Albert Einstein's theory of relativity is one of the foundational principles of physics.
You know the equation: e = mc2.
But what if the theory of relativity is wrong, or as physics professor Mike Seifert explains, in need of a tune-up.
"In physics, you start off with a theory that works pretty well, but then you start to look a little more carefully and you discover small things that the theory can't explain. It doesn't mean the first theory was false—it means you have to develop a new, more accurate theory to explain those inconsistencies."
This summer, Seifert and fellow physics professor Leslie Brown teamed with a group of College students to do just that. The project specifically focused on "Lorentz symmetry breaking." In plain English, as Seifert describes, Lorentz symmetry is the idea that the laws of physics remain constant for all observers, no matter what; if you turn on a flashlight, you see the beam moving away from you at the speed of light, just as someone zooming past you in a spaceship would see that light the same way.
Seifert theorizes that there may be various violations to that principle—"that the speed of light enters other realms of physics, as well."
That's where Brown, an expert in astrophysics, comes in. Working with Taylor Copeland '18, the team has studied optical illusions called "superluminal jets," areas of the universe where objects appear to move faster than the speed of light. Using a powerful computer program, Copeland created a model universe and populated it with more than 10,000 superluminal sources—each with its own velocity and direction—to detect any variations. The sources that do show variations are mapped to find groupings in areas across the sky.

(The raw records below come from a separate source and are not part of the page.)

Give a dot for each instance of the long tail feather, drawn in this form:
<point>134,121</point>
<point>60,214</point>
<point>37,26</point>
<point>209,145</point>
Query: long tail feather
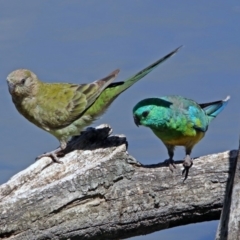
<point>214,108</point>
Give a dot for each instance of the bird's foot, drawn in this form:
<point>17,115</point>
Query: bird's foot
<point>171,164</point>
<point>187,164</point>
<point>52,155</point>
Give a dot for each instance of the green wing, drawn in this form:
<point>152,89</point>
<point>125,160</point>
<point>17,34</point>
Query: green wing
<point>60,104</point>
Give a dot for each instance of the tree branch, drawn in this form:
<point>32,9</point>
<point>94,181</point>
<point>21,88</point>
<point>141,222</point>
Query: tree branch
<point>101,192</point>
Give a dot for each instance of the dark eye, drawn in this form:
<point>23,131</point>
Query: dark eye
<point>145,113</point>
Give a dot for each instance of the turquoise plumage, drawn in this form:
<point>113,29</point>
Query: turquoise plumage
<point>177,121</point>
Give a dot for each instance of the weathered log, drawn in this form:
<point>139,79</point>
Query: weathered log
<point>101,192</point>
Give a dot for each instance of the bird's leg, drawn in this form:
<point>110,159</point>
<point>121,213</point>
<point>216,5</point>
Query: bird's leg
<point>53,154</point>
<point>187,163</point>
<point>170,161</point>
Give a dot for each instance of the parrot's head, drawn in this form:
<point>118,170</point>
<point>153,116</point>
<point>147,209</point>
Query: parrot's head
<point>142,113</point>
<point>150,112</point>
<point>22,83</point>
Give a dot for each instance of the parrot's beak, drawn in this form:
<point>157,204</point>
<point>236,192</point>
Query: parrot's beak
<point>11,87</point>
<point>136,120</point>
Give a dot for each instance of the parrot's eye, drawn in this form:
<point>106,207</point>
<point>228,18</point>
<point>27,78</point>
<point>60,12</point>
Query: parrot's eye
<point>145,113</point>
<point>23,81</point>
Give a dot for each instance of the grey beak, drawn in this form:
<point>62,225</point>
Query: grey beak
<point>136,120</point>
<point>10,87</point>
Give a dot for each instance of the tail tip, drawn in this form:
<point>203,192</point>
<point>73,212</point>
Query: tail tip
<point>226,99</point>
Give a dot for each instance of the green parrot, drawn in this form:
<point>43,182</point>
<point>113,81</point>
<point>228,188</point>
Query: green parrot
<point>64,109</point>
<point>177,121</point>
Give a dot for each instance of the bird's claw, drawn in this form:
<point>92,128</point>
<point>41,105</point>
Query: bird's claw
<point>187,164</point>
<point>52,155</point>
<point>170,164</point>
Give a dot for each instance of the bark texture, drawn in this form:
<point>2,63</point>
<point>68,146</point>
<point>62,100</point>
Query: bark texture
<point>101,192</point>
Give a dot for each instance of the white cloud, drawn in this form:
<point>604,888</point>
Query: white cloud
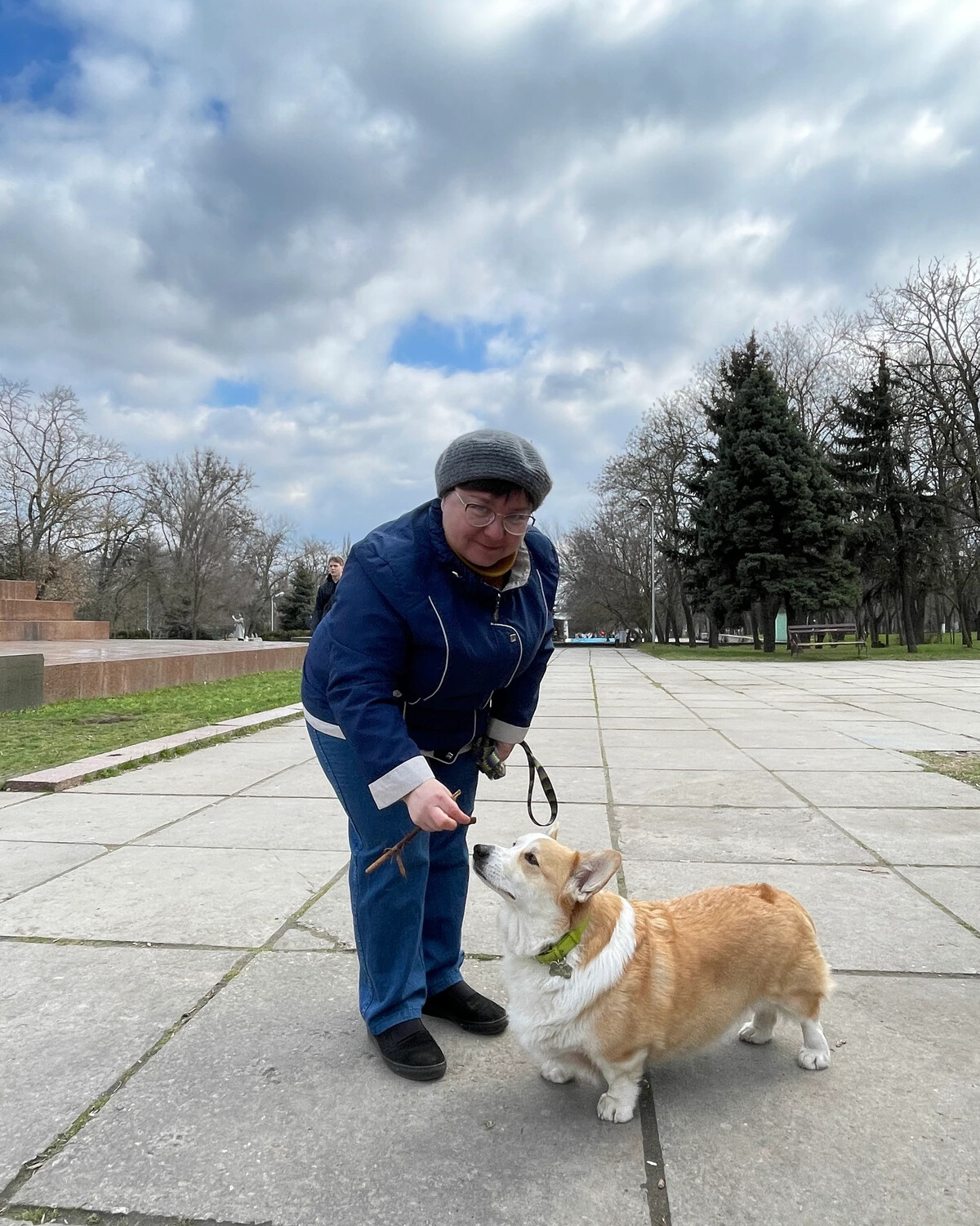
<point>270,193</point>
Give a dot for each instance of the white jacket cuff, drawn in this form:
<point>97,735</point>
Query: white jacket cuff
<point>508,732</point>
<point>400,781</point>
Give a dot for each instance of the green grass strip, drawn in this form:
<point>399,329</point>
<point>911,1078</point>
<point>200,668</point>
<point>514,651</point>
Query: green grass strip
<point>847,651</point>
<point>63,732</point>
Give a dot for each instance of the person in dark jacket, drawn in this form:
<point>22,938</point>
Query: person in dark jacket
<point>327,590</point>
<point>439,634</point>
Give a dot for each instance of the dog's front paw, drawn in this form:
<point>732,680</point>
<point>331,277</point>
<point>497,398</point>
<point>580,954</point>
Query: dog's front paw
<point>613,1110</point>
<point>552,1071</point>
<point>813,1059</point>
<point>753,1034</point>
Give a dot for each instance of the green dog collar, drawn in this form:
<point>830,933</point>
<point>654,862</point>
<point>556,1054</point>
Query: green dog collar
<point>557,953</point>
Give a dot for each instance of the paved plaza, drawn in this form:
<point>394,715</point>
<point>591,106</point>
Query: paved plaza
<point>178,1025</point>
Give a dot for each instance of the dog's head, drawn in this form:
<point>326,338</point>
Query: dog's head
<point>541,884</point>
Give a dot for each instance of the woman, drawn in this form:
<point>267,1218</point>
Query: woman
<point>327,590</point>
<point>439,634</point>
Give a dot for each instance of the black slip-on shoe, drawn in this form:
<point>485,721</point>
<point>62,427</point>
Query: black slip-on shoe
<point>408,1050</point>
<point>469,1010</point>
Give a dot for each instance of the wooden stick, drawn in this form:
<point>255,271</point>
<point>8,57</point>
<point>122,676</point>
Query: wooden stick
<point>395,852</point>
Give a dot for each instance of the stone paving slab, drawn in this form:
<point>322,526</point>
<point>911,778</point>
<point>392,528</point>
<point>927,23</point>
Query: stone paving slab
<point>80,817</point>
<point>273,1105</point>
<point>753,788</point>
<point>837,760</point>
<point>166,1145</point>
<point>679,756</point>
<point>889,1133</point>
<point>867,918</point>
<point>185,895</point>
<point>73,1020</point>
<point>915,836</point>
<point>305,780</point>
<point>880,790</point>
<point>956,888</point>
<point>733,834</point>
<point>26,864</point>
<point>10,798</point>
<point>219,770</point>
<point>274,823</point>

Once the data is collected, Brown said, the project will incorporate data from her 30 years of research using radio telescopes, which can detect superluminal jets in wavelengths as small as one centimeter.
"It's comparing the real world to Taylor's model world," Brown explains.
Another part of the research focuses on monopoles, essentially regions in space that can cause the bending of light due to their unique magnetic forces. Ben Guan '19 has used the same computer program as Copeland to look at what degree light rays can be deflected by the monopoles to determine if there is any fluctuation in the speed of light in the area.
Guan, a physics and math double major and computer science minor, admits the work has been challenging, but the research has given him experience in areas such as classical mechanics and modern physics.
"Throughout the day, I find myself running into [Professor Seifert's or Professor Brown's] office asking questions," Guan said. "I've picked up so much just by asking questions."
The impact of the findings of their research may take decades to be realized. Einstein's theory—developed in 1915—is now used in cell phone and GPS technology, ideas many could have only dreamed of at the time.
Now, it's about stretching the boundaries on these theories, Brown said.
"As we develop a better understanding of the world, we can ask, ‘What envelopes can we start to push?' Will the latest and greatest theory be able to incorporate new phenomena we're seeing in our research as we begin to push the envelope of physical reality outward?"